Now, as software vendors submit invoices for the following year’s renewals, I enter new “Assets” in the Budget Maestro Capital Assets Module.  I have my default set up to automatically assign these “Assets” to the only Asset Group I have in this plan, as well as the only Depreciation Method.  All I have to do is enter a Name, a meaningful description, the cost (from the vendor’s invoice) and the “In Service” date which will determine in which periods this new pre-paid expense will be amortized.  Users of Budget Maestro will immediately recognize these simple steps I am describing here.

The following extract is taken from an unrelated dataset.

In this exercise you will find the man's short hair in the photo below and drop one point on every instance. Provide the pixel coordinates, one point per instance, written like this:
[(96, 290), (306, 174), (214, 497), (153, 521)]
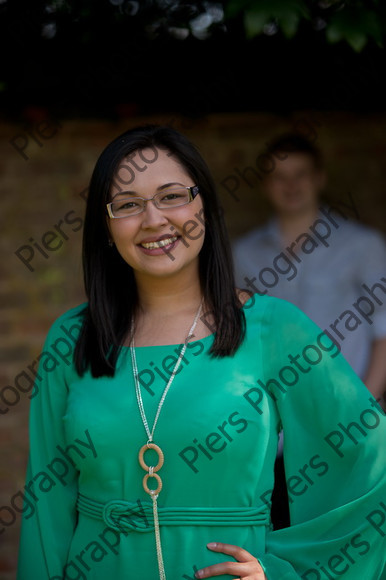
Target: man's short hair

This becomes very useful when there are many software licenses that have recurring annual renewals, all at different dates during the year and at different (and varying from year to year) amounts.  Budget Maestro then perfectly allocates the prepaid amounts to the proper periods for every item in the plan.  With a simple report I can see exactly the amount I must charge to the Annual Software License Renewal account while reducing the pre-paid asset account and maintaining a correct account balance every period.

While this is the way I decided to do this, I don’t see a reason why you couldn’t incorporate this function into your regular Plan and Budget, however, with a standalone system, you do not have to reload the software renewal fee items each time a new annual budget is created.

Other long-lived, intangible assets (e.g., Patents) can be tracked in a similar fashion and provide the data needed in order to make the required entries into the actual company GL.

All of these activities can be performed in a standalone, dedicated fixed assets software solution.  However, to me, having already licensed Budget Maestro, I can get all the information I need from the Budget Maestro reports and achieve accuracy and completeness in all the accounting transactions derived from these software license renewal fees activities, as well as all other tangible and intangible assets.

Of course, this text is not meant to provide any accounting, tax or other professional advice, only an observation for another great use of Budget Maestro, using the already licensed product and the number of users already authorized to use the software.